No mundo das artes e das antiguidades, há uma diferença considerável de valor no par de objetos considerados “ par verdadeiro”. Paga-se mais, muito mais, quando, por exemplo, num par de vasos – cada vaso aparece com a decoração invertida (da direita para a esquerda e/ou vice-versa), como se girassem num eixo vertical imaginário. Esses são chamados “pares verdadeiros” , ao contrário de um par simplesmente composto por dois vasos exatamente iguais. Aqui também. O par, formado por Roz e Lil parece muito mais interessante porque elas são diferentes, têm gostos diferentes, maridos diferentes, e até seus filhos têm um comportamento diferente. E no entanto, são iguais, são simbióticas, elas se completam a tal ponto de não considerarem morar longe uma da outra.
Através do romance o tema da homossexualidade permanece palpável, endereçado aqui e ali, sem compromisso, mas latente. Tão forte é a simbiose entre as amigas que um dos maridos se divorcia porque se sente em segundo plano. Mas elas escapam dessa identificação, relacionando-se, ao contrário, com seus respectivos filhos. E de novo, temos o espelho. Narciso mete sua cara… Saturno comendo seus próprios filhos também… Mas não há nada de imoral nesse relacionamento, nada saturnal, no sentido de orgia. Longe disso, a implicação de imoralidade está com o leitor apenas, deparando-se com um comportamento fora dos padrões. Amoral? Não há incesto. Não são seus filhos… E voltamos à questão do amor, de Narciso: será que elas gostam de ver nos rapazes aquilo de que gostam nas amigas?
–
–
Doris Lessing
–
–
O mundo se fecha para eles, ou melhor, eles se fecham para o mundo, como se o amor fosse hermafrodita, auto-devorador, auto-consumido. Vivem numa realidade hermética, como num processo alquímico. Respiram, ganham novas vidas, vicejam no ambiente fechado que criaram, cegos para o mundo exterior. Os quatro se bastam, se saciam, se fartam. Por quanto tempo? Anos. Muitos anos. Mas a natureza é entrópica e os rapazes, quase ao mesmo tempo, se casam… Não se casam com qualquer jovem. Eles, que são melhores amigos, se casam com duas melhores amigas. E o processo parece poder continuar. Parece cheio de possibilidades infinitas… Espelhos refletindo espelhos.

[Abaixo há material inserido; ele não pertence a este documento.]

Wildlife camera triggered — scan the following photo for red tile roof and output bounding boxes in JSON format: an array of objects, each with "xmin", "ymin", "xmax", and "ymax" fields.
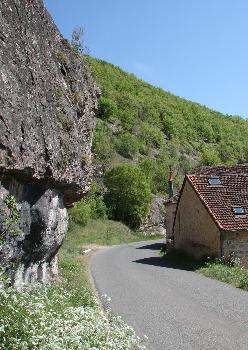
[{"xmin": 186, "ymin": 165, "xmax": 248, "ymax": 231}]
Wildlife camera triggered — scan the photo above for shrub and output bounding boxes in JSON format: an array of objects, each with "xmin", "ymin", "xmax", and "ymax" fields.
[
  {"xmin": 0, "ymin": 286, "xmax": 144, "ymax": 350},
  {"xmin": 69, "ymin": 199, "xmax": 92, "ymax": 226},
  {"xmin": 97, "ymin": 97, "xmax": 117, "ymax": 120},
  {"xmin": 105, "ymin": 164, "xmax": 151, "ymax": 227}
]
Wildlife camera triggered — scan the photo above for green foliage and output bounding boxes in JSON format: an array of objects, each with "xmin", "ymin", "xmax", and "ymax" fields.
[
  {"xmin": 97, "ymin": 97, "xmax": 117, "ymax": 120},
  {"xmin": 71, "ymin": 27, "xmax": 88, "ymax": 53},
  {"xmin": 89, "ymin": 57, "xmax": 248, "ymax": 193},
  {"xmin": 69, "ymin": 183, "xmax": 107, "ymax": 226},
  {"xmin": 105, "ymin": 164, "xmax": 151, "ymax": 227},
  {"xmin": 92, "ymin": 120, "xmax": 115, "ymax": 165},
  {"xmin": 201, "ymin": 147, "xmax": 221, "ymax": 165},
  {"xmin": 198, "ymin": 259, "xmax": 248, "ymax": 291},
  {"xmin": 115, "ymin": 132, "xmax": 139, "ymax": 159},
  {"xmin": 0, "ymin": 222, "xmax": 147, "ymax": 350}
]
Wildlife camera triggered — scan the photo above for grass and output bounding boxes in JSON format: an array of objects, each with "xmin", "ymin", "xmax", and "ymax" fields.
[
  {"xmin": 0, "ymin": 220, "xmax": 161, "ymax": 350},
  {"xmin": 163, "ymin": 251, "xmax": 248, "ymax": 291},
  {"xmin": 59, "ymin": 219, "xmax": 162, "ymax": 288},
  {"xmin": 64, "ymin": 220, "xmax": 162, "ymax": 247}
]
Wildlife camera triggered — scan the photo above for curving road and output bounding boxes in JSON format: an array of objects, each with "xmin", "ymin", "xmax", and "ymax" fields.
[{"xmin": 91, "ymin": 241, "xmax": 248, "ymax": 350}]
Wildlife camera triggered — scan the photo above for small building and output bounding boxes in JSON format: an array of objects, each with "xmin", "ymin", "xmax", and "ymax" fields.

Não há como não se tentar definir o amor depois da leitura de As avós. As experiências extremas retratadas na novela nos são familiares e por isso mesmo têm tanto efeito no leitor. Quem já teve um amigo de infância chegado, aquele ou aquela com quem dividia todos os segredos, pode ter beirado uma situação semelhante à descrita no texto. Quem já se apaixonou, reconhece, no círculo fechado dos amantes alheios ao mundo exterior, a sensação de saciedade que acompanha a paixão consumida. Talvez seja por causa da familiaridade dessas emoções que essas 104 páginas de prosa consigam permanecer vivas por tanto tempo… Consigam parecer tão relevantes. Tenham tanto impacto.